Finally, high-tech though HMT is--it manufactures in a clean-room setting--the disks are a commodity product. HMT's profitability depends on extremely efficient manufacturing, characterized by high productivity, quick response to changing customer demand and little waste or downtime. "We have to automate as much of the [manufacturing] process as possible for price reasons," notes McKay, "and for yield tracking and optimization purposes, we have to know in real-time what product went through what tool at what time." HMT can't afford to find out at 11 a.m. that one of the tools has been cranking out defective parts since 9 a.m.

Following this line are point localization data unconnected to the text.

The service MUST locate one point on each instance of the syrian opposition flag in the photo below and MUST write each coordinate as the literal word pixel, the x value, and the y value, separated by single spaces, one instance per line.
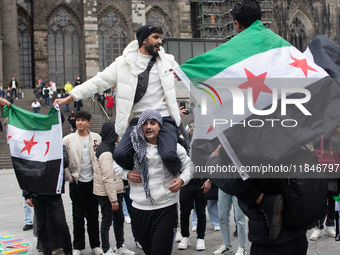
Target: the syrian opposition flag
pixel 35 142
pixel 260 97
pixel 326 54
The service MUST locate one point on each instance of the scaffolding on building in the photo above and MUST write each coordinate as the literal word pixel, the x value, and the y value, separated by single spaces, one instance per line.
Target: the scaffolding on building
pixel 213 19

And that's where the company's MES system comes in. HMT uses J.D. Edwards & Co.'s ERP product as its core enterprise system and Camstar Systems' MESA manufacturing execution system product to help manage the factory (tracking and summarizing inventory levels, machine performance and staffing requirements) as well as to get transactional data from the factory floor machines to and from the ERP system.
Separate MES packages are not the only aid to shop floor connectivity. ERP vendors are working to build more functionality into their systems. Alas, the consensus--of most everybody except the ERP vendors--is that ERP systems are thin on functionality for the factory floor itself. "You can get very basic MES [functions] in ERP packages such as Oracle, for instance, but the serious MES packages like Camstar and Consilium have evolved over many years in the crucible of the manufacturing environment," McKay says.
Also, Microsoft has created an architecture for factory-floor connectivity called DNA (Distributed interNet Applications) for Manufacturing, using the vendor's Component Object Model middleware standards as the foundation. Windows NT/2000 is increasingly popular as a corporate standard for machine control systems, as that operating system fits cleanly into the DNA architecture.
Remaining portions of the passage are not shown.